Thirty-five years later and following a variety of rewarding career posts in nursing, leadership, health policy, teaching and curricula development, Reifsnyder is now the senior vice president of clinical operations and chief nursing officer at Genesis HealthCare.
She feels fortunate to have the opportunity to help set the tone and context for much needed healthcare conversations in the U.S. to help advance person-centered care.
“What is truly person-centered care and how do we operationalize that in our complex system?” Reifsnyder asks. “We need to balance that with the demands of operational efficiencies and regulatory compliance and all the other pressures we see in healthcare. What’s been most fulfilling to me is to have this tremendous platform and opportunity to be able to bring forward the message that the person is at the center of all of this,” she adds.
Reifsnyder notes that some of the challenges today’s caregivers face involve reimbursement, regulatory pressures and workforce shortages, which can sometimes make it difficult for caregivers to stop for a moment, make eye contact, sit down and empathize with their patients.
She believes that “compassion is being fully present to another human being. It’s not about solving people’s problems in that moment. It’s about being there for them. Connection with people during intimate moments of compassion can completely change the way they feel in the moment, so that the fears may be allayed and hope may be nurtured.”
Having been a patient herself, she has experienced compassion first hand—and also when it was lacking. “I’ve seen what a difference it has made in my life when it was present in terms of meeting my healthcare needs, and addressing my suffering, worries and fears,” says Reifsnyder.
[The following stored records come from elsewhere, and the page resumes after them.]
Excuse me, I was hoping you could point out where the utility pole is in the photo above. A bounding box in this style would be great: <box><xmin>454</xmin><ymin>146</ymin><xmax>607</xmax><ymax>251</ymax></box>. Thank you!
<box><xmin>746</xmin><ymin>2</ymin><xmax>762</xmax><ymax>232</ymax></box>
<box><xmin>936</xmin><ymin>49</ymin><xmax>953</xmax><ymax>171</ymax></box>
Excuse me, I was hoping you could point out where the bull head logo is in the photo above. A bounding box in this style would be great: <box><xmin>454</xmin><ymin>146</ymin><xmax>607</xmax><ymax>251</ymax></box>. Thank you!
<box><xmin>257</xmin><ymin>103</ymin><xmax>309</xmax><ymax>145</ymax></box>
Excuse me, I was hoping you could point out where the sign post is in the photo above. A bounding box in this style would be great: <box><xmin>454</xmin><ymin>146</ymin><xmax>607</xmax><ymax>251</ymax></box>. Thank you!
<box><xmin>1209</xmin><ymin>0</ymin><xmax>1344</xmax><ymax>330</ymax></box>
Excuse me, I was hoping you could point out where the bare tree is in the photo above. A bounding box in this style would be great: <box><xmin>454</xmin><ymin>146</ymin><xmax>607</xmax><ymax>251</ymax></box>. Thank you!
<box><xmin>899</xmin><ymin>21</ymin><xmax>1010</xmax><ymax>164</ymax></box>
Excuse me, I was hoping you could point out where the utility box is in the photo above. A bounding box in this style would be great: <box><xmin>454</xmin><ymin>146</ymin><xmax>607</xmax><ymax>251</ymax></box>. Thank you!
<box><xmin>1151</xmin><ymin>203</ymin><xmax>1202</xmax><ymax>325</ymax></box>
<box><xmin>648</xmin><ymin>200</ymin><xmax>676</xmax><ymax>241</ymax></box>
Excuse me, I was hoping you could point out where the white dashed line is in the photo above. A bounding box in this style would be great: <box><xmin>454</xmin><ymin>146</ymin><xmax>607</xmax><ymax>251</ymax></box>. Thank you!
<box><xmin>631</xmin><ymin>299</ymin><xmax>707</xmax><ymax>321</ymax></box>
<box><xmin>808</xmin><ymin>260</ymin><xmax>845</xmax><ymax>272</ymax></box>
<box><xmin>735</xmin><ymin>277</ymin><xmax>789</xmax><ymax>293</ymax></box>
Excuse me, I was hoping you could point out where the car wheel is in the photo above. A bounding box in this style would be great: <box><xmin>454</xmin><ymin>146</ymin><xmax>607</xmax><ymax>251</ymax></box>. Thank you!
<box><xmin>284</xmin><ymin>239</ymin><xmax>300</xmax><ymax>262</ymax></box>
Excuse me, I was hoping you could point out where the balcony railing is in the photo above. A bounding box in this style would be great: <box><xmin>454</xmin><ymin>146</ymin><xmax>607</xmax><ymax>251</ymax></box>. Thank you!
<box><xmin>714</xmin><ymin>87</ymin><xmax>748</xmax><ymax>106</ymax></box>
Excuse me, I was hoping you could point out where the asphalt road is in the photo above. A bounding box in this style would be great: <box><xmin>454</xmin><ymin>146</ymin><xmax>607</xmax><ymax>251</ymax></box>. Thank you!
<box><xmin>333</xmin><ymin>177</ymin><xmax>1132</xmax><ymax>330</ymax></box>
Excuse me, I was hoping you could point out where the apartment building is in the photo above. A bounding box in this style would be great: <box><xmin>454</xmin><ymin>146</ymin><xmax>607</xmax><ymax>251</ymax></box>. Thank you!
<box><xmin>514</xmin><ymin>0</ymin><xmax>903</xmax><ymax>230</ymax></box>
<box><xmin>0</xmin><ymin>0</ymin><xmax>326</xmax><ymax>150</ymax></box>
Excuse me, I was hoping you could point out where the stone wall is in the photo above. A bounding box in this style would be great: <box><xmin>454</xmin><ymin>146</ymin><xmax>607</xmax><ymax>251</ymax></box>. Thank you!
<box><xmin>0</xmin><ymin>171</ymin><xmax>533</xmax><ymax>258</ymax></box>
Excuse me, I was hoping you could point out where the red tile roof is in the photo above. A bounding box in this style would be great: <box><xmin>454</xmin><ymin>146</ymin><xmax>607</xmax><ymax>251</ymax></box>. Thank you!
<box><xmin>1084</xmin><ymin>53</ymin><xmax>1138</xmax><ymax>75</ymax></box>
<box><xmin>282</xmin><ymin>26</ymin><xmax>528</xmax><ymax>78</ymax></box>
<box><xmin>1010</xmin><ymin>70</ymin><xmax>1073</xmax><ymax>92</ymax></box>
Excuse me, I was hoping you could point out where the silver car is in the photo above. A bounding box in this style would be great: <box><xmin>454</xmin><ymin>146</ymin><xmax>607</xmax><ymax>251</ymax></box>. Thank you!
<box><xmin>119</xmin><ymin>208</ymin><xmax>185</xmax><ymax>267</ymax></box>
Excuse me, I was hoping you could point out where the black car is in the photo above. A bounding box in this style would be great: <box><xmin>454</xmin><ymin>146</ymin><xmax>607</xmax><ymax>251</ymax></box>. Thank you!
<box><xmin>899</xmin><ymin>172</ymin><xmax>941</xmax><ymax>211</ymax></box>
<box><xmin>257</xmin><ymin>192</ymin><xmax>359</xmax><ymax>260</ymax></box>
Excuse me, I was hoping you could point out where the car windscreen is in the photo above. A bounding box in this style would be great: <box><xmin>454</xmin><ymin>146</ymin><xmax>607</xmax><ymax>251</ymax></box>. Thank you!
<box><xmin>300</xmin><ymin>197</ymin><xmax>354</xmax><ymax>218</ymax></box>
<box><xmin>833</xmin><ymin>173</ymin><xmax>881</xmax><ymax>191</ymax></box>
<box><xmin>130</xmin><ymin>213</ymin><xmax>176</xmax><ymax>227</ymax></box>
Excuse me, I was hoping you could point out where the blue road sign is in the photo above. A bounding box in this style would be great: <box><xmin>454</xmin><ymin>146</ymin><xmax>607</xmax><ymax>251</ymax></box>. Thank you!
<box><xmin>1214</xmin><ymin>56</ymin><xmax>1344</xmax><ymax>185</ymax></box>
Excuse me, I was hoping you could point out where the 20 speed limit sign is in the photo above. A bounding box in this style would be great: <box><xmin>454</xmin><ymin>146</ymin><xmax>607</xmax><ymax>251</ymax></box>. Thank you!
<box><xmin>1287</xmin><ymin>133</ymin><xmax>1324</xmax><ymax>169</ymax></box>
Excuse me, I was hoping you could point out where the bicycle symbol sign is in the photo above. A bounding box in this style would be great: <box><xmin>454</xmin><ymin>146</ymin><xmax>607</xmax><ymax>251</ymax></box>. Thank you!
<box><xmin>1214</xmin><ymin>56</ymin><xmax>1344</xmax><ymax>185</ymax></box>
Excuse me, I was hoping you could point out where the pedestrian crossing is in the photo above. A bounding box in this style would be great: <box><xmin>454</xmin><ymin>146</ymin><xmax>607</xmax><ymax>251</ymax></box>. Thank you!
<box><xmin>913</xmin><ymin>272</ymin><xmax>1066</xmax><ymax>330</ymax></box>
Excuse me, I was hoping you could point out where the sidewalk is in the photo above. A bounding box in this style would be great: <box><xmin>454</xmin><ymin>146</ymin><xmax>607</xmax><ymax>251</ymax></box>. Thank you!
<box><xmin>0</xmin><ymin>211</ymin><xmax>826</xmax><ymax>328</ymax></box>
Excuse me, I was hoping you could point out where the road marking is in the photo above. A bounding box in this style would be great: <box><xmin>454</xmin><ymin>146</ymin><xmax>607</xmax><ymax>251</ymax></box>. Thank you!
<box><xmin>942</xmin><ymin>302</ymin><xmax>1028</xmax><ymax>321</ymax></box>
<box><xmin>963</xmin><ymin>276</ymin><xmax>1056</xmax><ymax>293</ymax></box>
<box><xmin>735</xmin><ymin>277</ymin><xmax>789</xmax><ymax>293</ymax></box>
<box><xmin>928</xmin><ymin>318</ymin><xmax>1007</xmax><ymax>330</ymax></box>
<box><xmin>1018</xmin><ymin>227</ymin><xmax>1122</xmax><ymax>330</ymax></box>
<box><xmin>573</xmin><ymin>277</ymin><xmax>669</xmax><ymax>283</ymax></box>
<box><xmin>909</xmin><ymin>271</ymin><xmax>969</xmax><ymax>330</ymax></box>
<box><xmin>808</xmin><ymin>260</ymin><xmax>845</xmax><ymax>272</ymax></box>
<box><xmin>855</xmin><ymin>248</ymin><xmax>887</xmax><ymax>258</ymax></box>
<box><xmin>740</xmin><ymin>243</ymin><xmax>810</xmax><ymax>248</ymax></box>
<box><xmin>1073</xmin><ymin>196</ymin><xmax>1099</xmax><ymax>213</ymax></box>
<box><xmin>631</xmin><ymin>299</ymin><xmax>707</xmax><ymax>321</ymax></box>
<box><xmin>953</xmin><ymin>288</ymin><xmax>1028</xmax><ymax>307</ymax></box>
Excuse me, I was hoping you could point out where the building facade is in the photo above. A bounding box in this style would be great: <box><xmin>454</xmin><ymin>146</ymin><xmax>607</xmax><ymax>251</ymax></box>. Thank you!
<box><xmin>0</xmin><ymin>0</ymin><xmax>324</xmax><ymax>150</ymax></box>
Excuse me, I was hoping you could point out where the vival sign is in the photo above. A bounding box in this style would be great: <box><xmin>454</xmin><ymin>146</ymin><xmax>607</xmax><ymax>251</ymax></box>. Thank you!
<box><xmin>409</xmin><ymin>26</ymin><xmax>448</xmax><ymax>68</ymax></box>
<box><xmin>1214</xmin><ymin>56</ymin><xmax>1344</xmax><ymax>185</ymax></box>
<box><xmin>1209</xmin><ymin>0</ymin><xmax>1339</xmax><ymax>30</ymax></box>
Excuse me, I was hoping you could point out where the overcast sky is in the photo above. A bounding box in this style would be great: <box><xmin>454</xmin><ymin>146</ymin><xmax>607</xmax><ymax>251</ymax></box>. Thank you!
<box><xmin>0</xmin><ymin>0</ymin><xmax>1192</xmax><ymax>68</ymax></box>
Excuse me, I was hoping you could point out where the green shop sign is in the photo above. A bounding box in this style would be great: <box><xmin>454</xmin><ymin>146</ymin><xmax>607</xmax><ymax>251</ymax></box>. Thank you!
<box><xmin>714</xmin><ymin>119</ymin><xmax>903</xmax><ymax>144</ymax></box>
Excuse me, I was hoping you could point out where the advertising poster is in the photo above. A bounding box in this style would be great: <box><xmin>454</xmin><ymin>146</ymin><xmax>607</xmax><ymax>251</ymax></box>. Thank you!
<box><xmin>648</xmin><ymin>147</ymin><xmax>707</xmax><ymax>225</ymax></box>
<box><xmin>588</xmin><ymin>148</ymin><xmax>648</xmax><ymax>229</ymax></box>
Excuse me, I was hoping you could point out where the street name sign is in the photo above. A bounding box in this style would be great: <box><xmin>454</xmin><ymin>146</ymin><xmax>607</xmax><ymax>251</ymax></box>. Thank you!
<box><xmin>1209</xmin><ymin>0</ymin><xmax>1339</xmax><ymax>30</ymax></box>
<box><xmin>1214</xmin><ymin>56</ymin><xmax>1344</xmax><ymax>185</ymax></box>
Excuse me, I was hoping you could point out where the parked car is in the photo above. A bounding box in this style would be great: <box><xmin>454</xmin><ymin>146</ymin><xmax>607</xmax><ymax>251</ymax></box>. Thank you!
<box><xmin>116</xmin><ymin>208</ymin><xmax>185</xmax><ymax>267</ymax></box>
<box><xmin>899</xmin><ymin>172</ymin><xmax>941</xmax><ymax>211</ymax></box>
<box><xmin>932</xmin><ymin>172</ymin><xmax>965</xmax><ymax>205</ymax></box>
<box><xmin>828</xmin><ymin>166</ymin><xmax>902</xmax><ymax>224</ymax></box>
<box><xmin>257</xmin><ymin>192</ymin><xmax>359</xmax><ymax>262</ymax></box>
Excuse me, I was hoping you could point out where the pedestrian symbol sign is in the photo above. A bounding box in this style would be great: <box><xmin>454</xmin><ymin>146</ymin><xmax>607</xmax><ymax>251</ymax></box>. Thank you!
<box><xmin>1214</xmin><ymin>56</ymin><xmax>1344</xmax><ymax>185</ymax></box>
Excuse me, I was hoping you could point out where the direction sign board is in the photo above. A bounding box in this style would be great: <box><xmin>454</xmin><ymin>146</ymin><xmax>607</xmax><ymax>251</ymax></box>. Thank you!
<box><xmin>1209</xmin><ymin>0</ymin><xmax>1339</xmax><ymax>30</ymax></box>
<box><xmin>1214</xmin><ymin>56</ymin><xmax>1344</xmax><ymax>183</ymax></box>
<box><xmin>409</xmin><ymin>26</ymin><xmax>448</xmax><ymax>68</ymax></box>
During her years working as a nurse, she applied a person-centered approach to all her relationships with patients and families. Reifsnyder recounts a time when she was in the home of a woman with advanced ovarian cancer who had just enrolled in a hospice program. They were together in a very small living room setting it up for hospice care, and the woman’s daughters were present.
She asked the woman, “What’s most important to you?”
This is not a question most people can answer right away.
After a moment of silence, the woman said, “I’m afraid that I will die in a way that my mother did, and my daughters will have to see that and that is terrifying to me.”
By the time she finished saying this, they were all crying. But this opened up a very intimate and sacred space where Reifsnyder could talk to the family about what might happen. Questions were asked and answered. Finally, one daughter said, “Mom, we want to be here for you. We love you. Thank you for saying that. But it doesn’t matter what happens. We’re going to be here with you.”
By the time Reifsnyder left, the daughters were talking about where they could take their mom shopping because she really enjoyed that.
“I have always believed and have practiced the viewpoint that the two most important questions we can ask people are first, ‘What is most important to you?’ and second, ‘How can I help?’ says Reifsnyder. “Asking these questions doesn’t have to take more time. It helps you understand what’s in the mind and heart of the person. And that changes everything.”